Changement de religion et expériences mystiques

C'est en 1935 qu'elle est attirée par le christianisme, mais refuse de se faire baptiser. Elle a lu de la poésie grecque et écouté de la musique grégorienne et c'est en 1937, lorsqu'elle a eu sa première expérience spirituelle dans la basilique de Santa Maria degli Angeli, dans la chapelle Saint-François d'Assise, à Assise, en Italie. Elle a expliqué son expérience mystique en disant: "quelque chose de plus fort que moi m'a obligé pour la première fois de ma vie à me mettre à genoux." Plus tard, en 1938, Simone Weil a converti sa religion du juif au christianisme. La même année , elle a eu une autre expérience mystique à l'abbaye de Solesmes, en France, où elle a rencontré une jeune dame catholique anglaise qui l'a familiarisée avec la poésie métaphysique anglaise du XVIIe siècle, en particulier le poème 'Love', écrit par George Herbert. apprenant le poème, elle récitait les lignes maintes et maintes fois comme une prière et pendant l'un de ces récitals, elle ressentait la présence de Jésus-Christ. Plus tard, elle a écrit: "Le Christ lui-même est descendu et m'a emmené." C'était la même année , lorsqu'elle a lu pour la première fois l'intégralité de l'Ancien Testament. Entre-temps, son état de santé s'est détérioré, car elle était très faible physiquement et sujette à la maladie. Plutôt que d'exprimer son chagrin, elle a considéré sa douleur comme une étape vitale dans l'expédition de trouver la vérité. Par conséquent, en quittant l’alphabet «je», elle s’est assurée qu’elle construisait dans son âme une salle pour le Dieu saint pour la vérité divine et éternelle. Simone Weil a rencontré le Père Joseph-Marie Perrin à Marseille et a eu de longues conversations sur le christianisme et sur ses expériences spirituelles.
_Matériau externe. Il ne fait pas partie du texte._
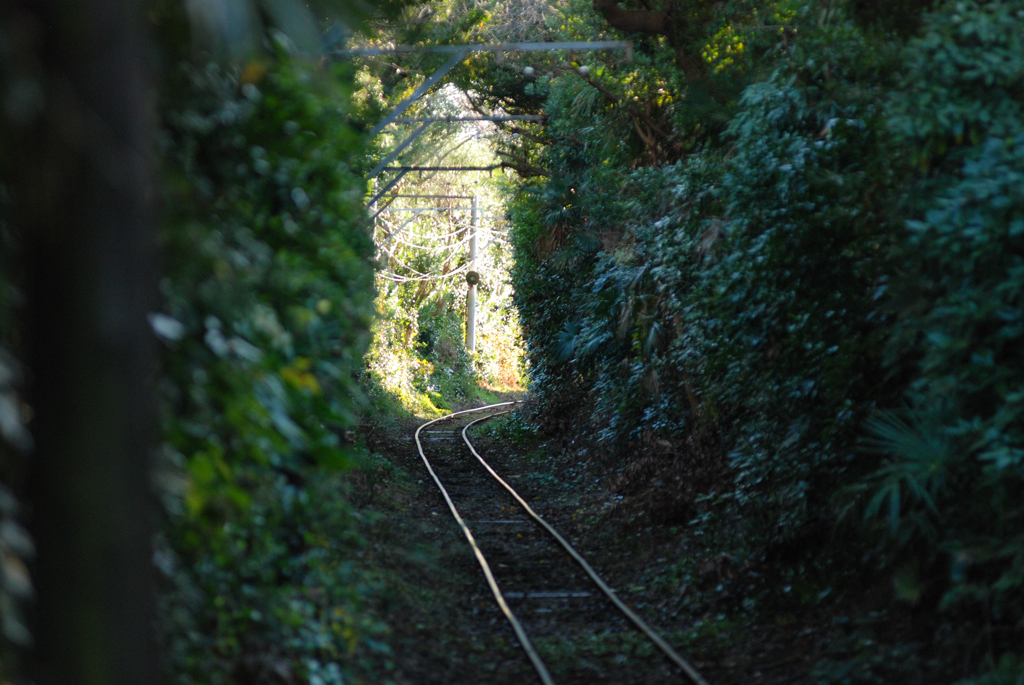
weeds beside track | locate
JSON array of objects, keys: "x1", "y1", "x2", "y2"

Évasion et mort de Simone Weil

Au moment où les Allemands ont conquis Paris pendant la Seconde Guerre mondiale et qu'il y avait la domination nazie dans tout le pays, la famille Weil a déménagé dans le sud de la France, où elle a travaillé comme domestique de ferme.En 1942, elle a échappé avec ses parents aux États-Unis. d'Amérique. Elle a vécu temporairement à New York, à Harlem avec les pauvres. À cette époque, elle assistait à la messe quotidienne à l'église Corpus Christi. Plus tard, Simone s'est rendue à Londres pour faire partie de la Résistance française. C'est en 1943 qu'elle a reçu un diagnostic de tuberculose et a été invitée à prendre un repos complet et à manger sainement. Néanmoins, elle a refusé de bénéficier d'un traitement spécial en raison de sa philosophie politique et de sa participation à l'activisme social. En plus de cela, pour se catégoriser avec le peuple français, qui était sous la domination des Allemands, elle a nié manger plus que la ration sanctionnée en France, qui était sous le contrôle des Allemands. Cela a conduit à sa mauvaise santé et affaibli son immunité et ses organes fonctionnels. Simone Weil a été mutée au Ashford Sanatorium dans le comté de Kent, en Angleterre. Après quelques mois de séjour au sanatorium, Simone Weil est décédée le 24 août 1943.

Publication de ses œuvres

Avant de quitter la France, Simone a remis tous ses cahiers et autres articles à Gustave Thibon, théologien non professionnel en charge d'une colonie agricole catholique, qui est devenu la base de ses travaux posthumes. Gustave la présente au père Joseph-Marie Perrin. Le père Perrin a également publié en temps voulu les lettres de Simone écrites avec des essais sous le titre - «Attente de Dieu». En dehors de cela, lorsqu'elle était enseignante à Roanne, Anne Reynaud-Guérithault, une de ses élèves, a pris et conservé toutes les notes qu'elle a prises à Simone. Ces notes de philosophie ont été publiées des années plus tard et sont maintenant étudiées et utilisées comme manuels de cours dans les programmes collégiaux de philosophie.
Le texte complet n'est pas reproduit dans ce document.